Louganis had another secret he wanted to be free of as well: six months before the 1988 Olympics he’d tested positive for HIV. He’d kept the diagnosis secret for a simple reason: the Korean authorities wouldn’t have let him in for the Olympics had they known his status. Greg knew this very well. He had wanted to share his Olympic experience with his friend, Ryan White, but White was denied a Korean visa on the grounds that he was HIV positive.

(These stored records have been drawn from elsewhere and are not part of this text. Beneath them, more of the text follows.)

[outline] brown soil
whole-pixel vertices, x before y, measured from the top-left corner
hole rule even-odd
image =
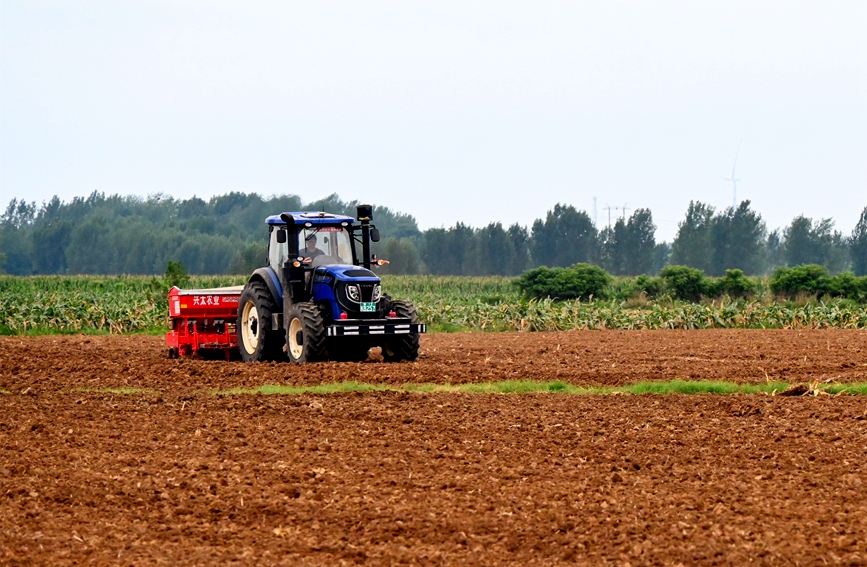
[[[565,331],[423,335],[415,364],[245,364],[170,360],[162,337],[0,337],[0,388],[168,391],[343,380],[460,384],[562,380],[867,382],[867,331]],[[371,356],[375,360],[377,355]],[[381,360],[381,358],[379,359]]]
[[[863,331],[431,335],[415,364],[0,340],[0,564],[867,564],[860,397],[341,394],[333,380],[867,381]],[[132,395],[79,388],[134,386]]]

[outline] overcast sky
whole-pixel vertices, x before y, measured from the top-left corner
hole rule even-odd
[[[0,0],[0,196],[338,193],[424,228],[557,202],[867,206],[867,2]],[[275,211],[276,212],[276,211]]]

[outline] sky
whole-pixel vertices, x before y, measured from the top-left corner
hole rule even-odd
[[[867,207],[867,2],[0,0],[0,201],[331,193],[422,229]]]

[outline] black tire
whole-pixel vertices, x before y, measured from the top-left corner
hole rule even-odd
[[[418,313],[409,301],[393,301],[391,310],[411,323],[418,323]],[[418,358],[418,333],[389,335],[382,345],[382,359],[385,362],[413,361]]]
[[[282,360],[285,337],[271,328],[275,311],[268,287],[258,280],[248,282],[238,302],[238,350],[244,362]]]
[[[325,324],[319,308],[312,303],[296,303],[286,316],[286,355],[291,362],[317,362],[325,359]]]

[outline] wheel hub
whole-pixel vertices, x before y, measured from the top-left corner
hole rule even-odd
[[[259,348],[259,310],[252,301],[244,306],[241,317],[241,342],[247,354],[254,354]]]
[[[304,331],[299,319],[292,319],[289,323],[289,353],[292,358],[298,360],[304,352]]]

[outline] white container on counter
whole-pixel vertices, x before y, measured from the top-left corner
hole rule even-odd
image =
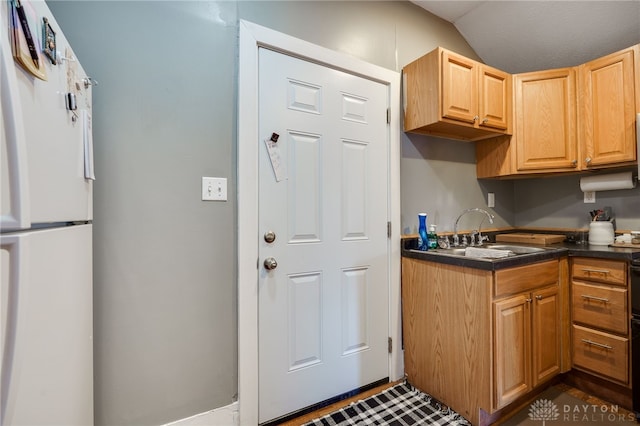
[[[589,244],[608,246],[615,239],[613,223],[609,221],[593,221],[589,223]]]

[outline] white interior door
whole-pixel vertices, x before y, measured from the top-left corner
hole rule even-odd
[[[279,135],[273,159],[260,141],[260,422],[389,375],[388,104],[384,84],[259,49],[259,134]]]

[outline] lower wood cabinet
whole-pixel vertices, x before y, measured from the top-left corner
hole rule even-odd
[[[566,258],[498,271],[403,258],[409,382],[474,425],[490,424],[565,371],[567,311]]]
[[[558,285],[493,306],[496,408],[502,408],[560,372]]]
[[[571,261],[573,366],[630,387],[627,263]]]

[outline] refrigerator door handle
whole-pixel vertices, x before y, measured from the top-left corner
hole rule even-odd
[[[8,211],[1,212],[0,228],[3,231],[27,229],[31,226],[27,147],[22,118],[22,106],[18,93],[18,80],[15,65],[9,46],[8,37],[0,37],[0,94],[1,114],[4,131],[0,134],[2,144],[6,145],[6,158],[2,161],[3,168],[8,168],[8,182],[2,184],[2,192],[8,192],[8,199],[3,196],[4,205],[9,205]],[[6,162],[6,164],[5,164]],[[5,186],[8,185],[8,186]]]
[[[2,259],[2,352],[0,353],[0,425],[13,417],[15,405],[16,377],[21,369],[21,358],[16,355],[16,340],[18,339],[19,316],[21,299],[27,290],[27,267],[25,264],[25,240],[24,235],[9,234],[0,237],[3,254]],[[6,261],[6,263],[5,263]],[[6,269],[5,269],[6,268]],[[6,279],[5,279],[6,278]],[[22,293],[22,294],[21,294]]]
[[[91,112],[82,111],[82,140],[84,144],[84,178],[96,180],[93,171],[93,124],[91,122]]]

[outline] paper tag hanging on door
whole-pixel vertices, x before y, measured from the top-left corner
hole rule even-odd
[[[283,181],[287,178],[287,168],[282,161],[280,147],[278,146],[279,137],[277,133],[273,133],[270,139],[264,140],[267,152],[269,153],[269,159],[271,160],[271,167],[273,167],[273,173],[276,176],[276,182]]]

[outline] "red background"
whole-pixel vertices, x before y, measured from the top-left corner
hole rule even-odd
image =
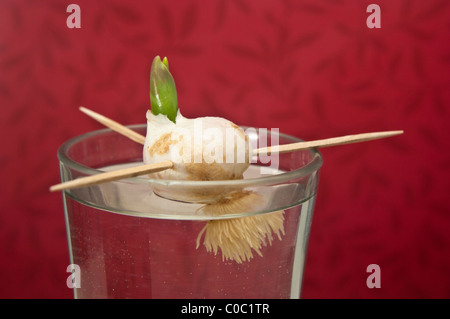
[[[450,297],[450,1],[73,2],[81,29],[71,1],[0,1],[0,297],[72,298],[56,151],[101,128],[80,105],[144,123],[156,55],[187,117],[304,139],[405,130],[322,150],[303,297]]]

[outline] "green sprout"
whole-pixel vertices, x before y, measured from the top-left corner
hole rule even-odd
[[[155,115],[164,114],[175,123],[178,98],[175,81],[169,72],[169,61],[159,56],[153,59],[150,70],[150,105]]]

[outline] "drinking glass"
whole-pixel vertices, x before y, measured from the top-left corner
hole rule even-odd
[[[145,125],[129,127],[146,133]],[[243,129],[256,146],[301,141],[277,130]],[[110,129],[74,137],[58,150],[61,180],[139,165],[142,152]],[[63,191],[70,264],[79,270],[74,297],[300,298],[321,164],[320,153],[308,149],[253,157],[240,180],[141,176]],[[230,200],[226,214],[205,209],[208,200],[236,193],[257,200],[235,209]],[[282,230],[262,231],[260,247],[242,258],[205,245],[208,225],[275,214]],[[239,235],[247,238],[249,227]]]

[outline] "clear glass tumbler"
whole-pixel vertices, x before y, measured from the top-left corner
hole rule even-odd
[[[256,146],[300,141],[244,130]],[[68,140],[58,158],[64,182],[138,165],[142,145],[103,129]],[[255,157],[242,180],[142,176],[64,191],[74,297],[300,298],[321,164],[310,149]]]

“By 1994 I was still paying cash for all of my meds. I even paid $80,000 out of my own pocket for a hospitalisation bill because I was worried that if my insurance company picked up the bill the tabloids would find out. I needed to tell people so I decided to write a book. A friend of mine introduced me to a writer called Eric Marcus and we started writing together. The first thing Eric asked me was what was going through my head when I hit my head in Seoul; it was my concern for other people; I didn’t want anyone touching my blood. No one was going to get HIV from a chlorinated pool, but I hadn’t told the doctor who sewed up my head about my status. He was the one I felt bad for.”

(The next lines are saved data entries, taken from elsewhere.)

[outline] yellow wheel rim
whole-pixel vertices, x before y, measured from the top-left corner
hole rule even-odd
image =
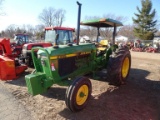
[[[126,57],[123,61],[122,65],[122,77],[125,78],[129,71],[129,58]]]
[[[88,98],[88,93],[89,93],[88,86],[82,85],[77,92],[76,103],[78,105],[83,105]]]

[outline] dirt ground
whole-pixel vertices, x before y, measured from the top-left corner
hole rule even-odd
[[[31,96],[22,75],[0,81],[31,111],[35,120],[160,120],[160,54],[131,52],[132,65],[126,85],[116,87],[91,80],[92,97],[77,113],[65,105],[66,87],[53,85],[43,94]]]

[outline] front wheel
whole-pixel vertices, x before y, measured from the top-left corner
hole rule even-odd
[[[111,84],[125,84],[131,67],[131,54],[128,48],[117,49],[109,58],[107,71]]]
[[[88,78],[76,78],[66,91],[65,103],[67,107],[73,112],[84,109],[91,96],[91,91],[92,85]]]

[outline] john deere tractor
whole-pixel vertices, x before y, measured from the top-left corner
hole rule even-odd
[[[86,74],[90,73],[93,77],[105,77],[113,84],[121,85],[126,82],[131,66],[128,47],[119,48],[114,44],[116,28],[122,26],[122,23],[109,18],[80,23],[81,4],[77,3],[79,6],[77,43],[72,42],[72,37],[60,40],[57,34],[56,44],[48,48],[39,48],[37,57],[33,48],[32,58],[35,71],[25,76],[28,92],[32,95],[46,92],[53,84],[68,85],[65,103],[73,112],[84,109],[90,99],[92,85]],[[79,43],[80,24],[96,27],[97,38],[101,27],[113,27],[112,44],[109,45],[105,41],[96,44]],[[58,44],[57,40],[66,44]]]

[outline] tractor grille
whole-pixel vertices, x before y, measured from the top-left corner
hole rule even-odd
[[[58,72],[60,76],[68,75],[76,70],[77,67],[75,65],[75,58],[76,57],[69,57],[58,60]]]

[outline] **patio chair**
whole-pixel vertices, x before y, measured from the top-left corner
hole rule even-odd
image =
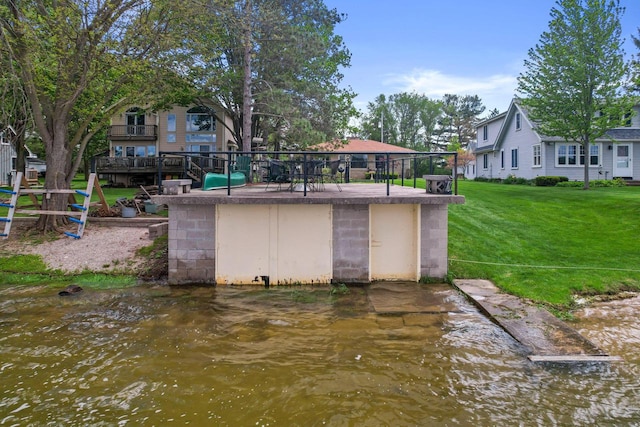
[[[249,182],[249,176],[251,175],[251,157],[238,156],[236,157],[236,164],[233,167],[234,172],[242,172]]]
[[[267,166],[266,176],[267,187],[265,191],[269,189],[270,184],[278,184],[278,190],[282,188],[282,184],[291,182],[291,174],[284,163],[278,160],[271,160],[269,166]]]
[[[333,182],[336,187],[338,187],[338,191],[342,191],[342,187],[340,187],[340,179],[338,178],[338,173],[340,172],[340,164],[342,160],[332,160],[329,162],[329,173],[323,174],[322,179],[327,180],[327,182]]]
[[[304,180],[304,176],[307,177],[307,184],[312,191],[323,190],[323,176],[322,176],[322,160],[307,160],[302,164],[302,168],[299,173],[300,181]]]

When Louganis’ HIV status was made public, Dr James Puffer, the US Olympic team physician who treated Louganis in Seoul, announced he had since tested negative for HIV. He also said he did not fault Greg for not revealing his HIV status at the time. Louganis traces his infection to one of two previous long-term relationships: his previous boyfriends Jim and Kevin. Both are now dead.
“My dad always wanted to blame Jim because he didn’t like him, but it could have been either one of them,” Greg tells me. “When word was spreading about a ‘gay cancer’ I thought I was in a stable relationship. I didn’t know I wasn’t. Jim and I ended up being diagnosed around the same time. When I told a friend that my doctor wanted to put me on AZT right away, he started sobbing. A lot of his friends on AZT had wasted away. It was pretty toxic. Nowadays they prescribe it in much lower doses than they did back then.”
Greg’s achievements are made all the more remarkable when one understands the challenges he faced, particularly in 1988. These days however, Greg’s name is being mentioned in the same breath as that of a much younger diver. In May 2008, shortly before the Beijing Olympics, Matthew Mitcham announced he was gay in an interview with Australia’s Sydney Morning Herald. When did Greg first hear about Matthew?
“The first I heard was friends asking me if I’d seen the story,” he answers. “By the time he reached Beijing he was constantly being asked about me and vice versa. It was easy for me: I was at home so I could just not answer the phone. He was at the Olympics. There was no avoiding it. I understand why people make the comparison, but it’s really not fair on either of us. He’s his own person and that’s something I really tried to convey to him when I met him recently. He’s doing great. He’s just got to believe in himself and not worry about the other stuff.”
Like me, Greg watched on television as Matthew won Olympic gold in Beijing’s 10m-platform event. I ask him if his own wins flashed back at that moment?
“It wasn’t a flashback,” he tells me. “I just knew what he was going through. It was unfortunate that NBC’s commentary here in America was so distracting. Matthew was the only openly gay athlete competing in Beijing, but NBC ignored the wider story and referred to Matthew’s partner as his ‘friend.’ I have to admit my appreciation of the moment was overshadowed by my annoyance with what appeared to be censorship by NBC.”